The weather this last few days has been absolutely glorious and today the country is expecting somewhere or other to break the records for September heat: the hottest it has ever been this late in the year. Up here we have the paradox of Summer clasping hands with Autumn. Everywhere you look, there is plenty, bright sun and yet the feeling – despite everything – of emptying out. The arable fields have yielded their crops and along the newly-dug furrows our seagull friends do homage to the newly turned-over earth which has nurtured the cast-aside cereal they can fight over and enjoy. The roads are choked with agricultural vehicles bearing grain to the store beyond Bamburgh where it is weighed and dried. Just outside the kitchen window our vigorous fig tree keeps putting out more and more branches, bearing the tiny fruits which will never be ripe enough to eat; we are grateful for the tree’s optimism and fecundity, results which show that no effort is ever in vain. Our apple in the front garden – far from ideally situated as it is overshadowed by several other lovely trees – is laden with rosy fruit; despite their size, they’ll be tasty and crisp, like last year’s crop. There are still plenty of colours out there, too. Though the wild roses have now finished flowering for good, their rosy-golden hips remain, both as food for the birds and as ornament to the world. The laden branches bend thoughtfully over the florets on the buddleia bushes, mostly brown now, and regularly dead-headed, but still a draw for the butterflies of all kids which have drunk from them hungrily over recent days. Nearby, other roses remain, cream and darkest pink; they will persevere for some weeks yet but their buds are increasingly unwilling to open, even when brought indoors.

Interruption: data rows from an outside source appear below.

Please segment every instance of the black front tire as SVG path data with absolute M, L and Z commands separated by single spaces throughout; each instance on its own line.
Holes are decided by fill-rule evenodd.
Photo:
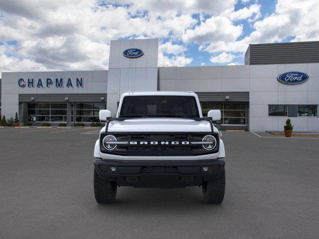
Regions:
M 94 196 L 97 203 L 114 203 L 117 190 L 118 185 L 115 182 L 101 179 L 94 170 Z
M 225 169 L 217 179 L 205 182 L 201 186 L 203 198 L 207 203 L 221 203 L 225 195 Z

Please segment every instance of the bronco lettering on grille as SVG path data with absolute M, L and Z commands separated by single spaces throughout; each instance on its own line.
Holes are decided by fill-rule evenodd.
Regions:
M 189 141 L 130 141 L 130 145 L 176 145 L 178 144 L 182 144 L 182 145 L 187 145 L 189 144 Z

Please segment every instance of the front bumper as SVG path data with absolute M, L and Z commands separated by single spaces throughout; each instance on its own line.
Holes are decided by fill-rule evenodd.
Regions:
M 96 158 L 99 177 L 120 186 L 177 188 L 199 186 L 220 177 L 225 167 L 223 158 L 204 160 L 114 160 Z M 202 167 L 208 167 L 208 172 Z M 115 167 L 116 172 L 111 167 Z

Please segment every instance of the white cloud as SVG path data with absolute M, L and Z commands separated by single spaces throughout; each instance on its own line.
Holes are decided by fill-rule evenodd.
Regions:
M 242 20 L 255 16 L 253 17 L 253 20 L 256 20 L 261 16 L 260 8 L 260 5 L 253 4 L 250 5 L 248 8 L 245 7 L 232 12 L 229 15 L 229 16 L 232 20 Z
M 172 44 L 170 41 L 162 44 L 159 47 L 159 50 L 160 52 L 174 55 L 182 53 L 186 49 L 186 48 L 184 46 L 180 45 Z
M 235 41 L 241 35 L 242 25 L 235 25 L 225 16 L 212 16 L 182 36 L 184 42 L 206 43 L 215 41 Z
M 290 36 L 295 41 L 319 40 L 317 0 L 278 0 L 275 11 L 263 18 L 262 3 L 241 0 L 246 6 L 235 11 L 237 1 L 4 1 L 0 4 L 0 42 L 4 43 L 0 71 L 107 69 L 110 41 L 120 38 L 168 41 L 160 46 L 159 62 L 179 66 L 192 62 L 194 56 L 185 52 L 194 43 L 200 45 L 200 52 L 217 57 L 224 53 L 229 59 L 230 55 L 242 57 L 251 43 L 280 42 Z M 238 20 L 247 21 L 251 33 L 243 35 L 246 24 Z M 5 43 L 12 40 L 17 44 Z M 212 58 L 226 60 L 222 56 Z
M 231 63 L 227 64 L 227 66 L 238 66 L 241 65 L 238 62 L 232 62 Z
M 211 56 L 209 60 L 213 63 L 225 63 L 231 62 L 235 57 L 235 56 L 232 54 L 222 52 L 217 56 Z
M 192 58 L 184 56 L 173 56 L 171 58 L 164 56 L 161 52 L 159 53 L 159 65 L 163 66 L 185 66 L 190 64 Z
M 319 4 L 316 0 L 278 0 L 275 12 L 252 25 L 251 33 L 243 39 L 211 41 L 200 50 L 210 53 L 221 51 L 243 54 L 249 44 L 281 42 L 288 37 L 292 41 L 319 40 Z

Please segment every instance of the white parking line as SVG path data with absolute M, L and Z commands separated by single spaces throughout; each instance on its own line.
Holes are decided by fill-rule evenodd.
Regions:
M 93 131 L 89 131 L 88 132 L 83 132 L 82 133 L 80 133 L 81 134 L 99 134 L 100 130 L 93 130 Z
M 55 132 L 50 132 L 49 133 L 61 133 L 62 132 L 67 132 L 68 131 L 73 131 L 73 130 L 78 130 L 79 129 L 82 129 L 82 128 L 75 128 L 73 129 L 68 129 L 67 130 L 61 130 L 61 131 L 57 131 Z
M 254 134 L 255 134 L 256 136 L 258 136 L 258 137 L 259 137 L 260 138 L 307 138 L 308 139 L 319 139 L 319 137 L 318 138 L 315 138 L 315 137 L 291 137 L 290 138 L 289 137 L 278 137 L 278 136 L 260 136 L 259 134 L 257 134 L 257 133 L 256 133 L 255 132 L 253 132 L 252 131 L 251 131 L 250 132 L 251 132 L 252 133 L 253 133 Z
M 8 130 L 0 130 L 0 132 L 6 132 L 7 131 L 15 131 L 16 129 L 22 129 L 23 128 L 14 128 L 14 129 L 8 129 Z
M 22 131 L 22 132 L 19 132 L 19 133 L 27 133 L 28 132 L 38 132 L 39 131 L 49 130 L 51 129 L 51 128 L 46 128 L 45 129 L 35 129 L 35 130 L 34 130 Z

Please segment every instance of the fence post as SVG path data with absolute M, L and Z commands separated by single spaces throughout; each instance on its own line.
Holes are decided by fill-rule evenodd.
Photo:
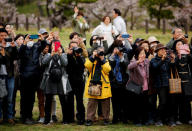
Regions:
M 26 28 L 27 31 L 29 30 L 29 19 L 28 19 L 27 16 L 26 16 L 25 28 Z
M 18 21 L 18 17 L 16 17 L 15 28 L 16 28 L 16 30 L 19 29 L 19 21 Z
M 166 33 L 166 23 L 165 23 L 165 19 L 163 19 L 163 34 Z
M 186 20 L 186 23 L 185 23 L 185 34 L 188 34 L 188 21 Z
M 133 30 L 133 11 L 131 11 L 131 27 L 130 30 Z
M 148 32 L 149 32 L 148 24 L 149 24 L 148 20 L 145 20 L 145 32 L 146 32 L 146 34 L 148 34 Z
M 37 29 L 38 30 L 40 29 L 40 18 L 39 18 L 39 16 L 37 17 Z

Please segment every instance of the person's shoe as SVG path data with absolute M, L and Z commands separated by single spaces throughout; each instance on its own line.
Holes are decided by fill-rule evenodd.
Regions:
M 85 123 L 84 120 L 78 120 L 78 122 L 77 122 L 78 125 L 83 125 L 84 123 Z
M 35 124 L 35 122 L 34 122 L 32 119 L 27 118 L 27 119 L 25 120 L 24 124 L 33 125 L 33 124 Z
M 189 125 L 192 125 L 192 120 L 189 120 L 189 121 L 188 121 L 188 124 L 189 124 Z
M 58 121 L 58 119 L 57 119 L 57 116 L 56 116 L 56 115 L 52 115 L 52 121 L 53 121 L 54 123 Z
M 38 123 L 43 123 L 45 121 L 45 118 L 44 117 L 40 117 L 39 120 L 38 120 Z
M 7 121 L 9 124 L 11 124 L 11 125 L 15 125 L 15 121 L 13 120 L 13 119 L 8 119 L 8 121 Z
M 110 122 L 109 122 L 109 120 L 104 120 L 104 123 L 103 123 L 105 126 L 107 126 L 107 125 L 109 125 L 110 124 Z
M 156 126 L 163 126 L 163 123 L 161 121 L 158 121 L 155 123 Z
M 3 119 L 0 119 L 0 124 L 2 124 L 3 123 Z
M 87 120 L 85 123 L 86 126 L 91 126 L 92 124 L 93 124 L 93 122 L 91 120 Z
M 180 121 L 176 121 L 176 125 L 182 125 L 183 123 Z

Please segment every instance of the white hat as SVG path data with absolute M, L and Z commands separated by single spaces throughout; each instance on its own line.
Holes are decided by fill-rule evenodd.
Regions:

Several local families of swallows and housemartins are making the most of this Indian Summer, cascading across the sky and chattering wildly to each other as they gain confidence – and weight – when the majority, including our sandmartins, started their long journey in the mist and mournfulness at the end of last week. Thus, we are saying goodbye and good day simultaneously: things are different, but they are also very much the same. As Carl Sandburg wrote:
I cried over beautiful things knowing no beautiful thing lasts.
The field of cornflower yellow is a scarf at the neck of the copper sunburned woman, the mother of the year, the taker of seeds.
The northwest wind comes and the yellow is torn full of holes, new beautiful things come in the first spit of snow on the northwest wind, and the old things go, not one lasts.